Mounting deficits are forcing California taxpayers to pay higher interest. The state’s 10-year bonds yielded 4.6 percent on Jan. 11, up from 4 percent on Sept. 30, according to Bloomberg indexes.

Average 10-year municipal tax-exempt security yields were 81 percent of those on U.S. Treasuries of comparable maturity on Jan. 11, according to a Municipal Market Advisors index. California’s obligations yielded about 0.9 percentage points more than the federal debt.
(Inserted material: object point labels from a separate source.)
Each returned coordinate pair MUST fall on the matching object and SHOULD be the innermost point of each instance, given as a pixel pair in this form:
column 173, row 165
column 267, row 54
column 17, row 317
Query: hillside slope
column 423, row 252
Schwarzenegger’s budget “relies on a substantial amount of federal funding that is unlikely to come,” said David Blair, municipal bond analyst at Pacific Investment Management Co. in Newport Beach, California, which oversees $24 billion in local- government debt. “This budget isn’t anywhere near providing a solution.”

California’s current budget, approved in July, includes about $8 billion in federal stimulus money.

Comments:

Why do we continue to see such resistance to spending cuts?
Arnold, you are quickly running out of time to address the structural deficit problem, and the bond market will not be patient for much longer.

Comments

  1. LOL, love the URL for this site. I think CA is whistling past the graveyard, and whistling loudly.

    California is my birth state, though I haven't lived there for about 3 years now. The state politics are completely locked up with partisanship. Some of the electorate have pushed for ranked-choice voting but to no avail. Ranked choice voting let's you say you'd like Mr. A as your first choice, but if he's eliminated, then you'd like Mr. B, and so on.

    All ballots are tallied for all first choices. Lowest candidate gets dropped, and those ballots are reviewed for the voter's second choice candidate, and so forth until you have a true representation of the electorates will.

    Since this system would allow a 3rd party candidate or independent to receive votes without voters "wasting" their ballot, the 2 dominant political parties are strongly opposed to ranked-choice voting. Thus, the cycle of highly charged partisan politics continues.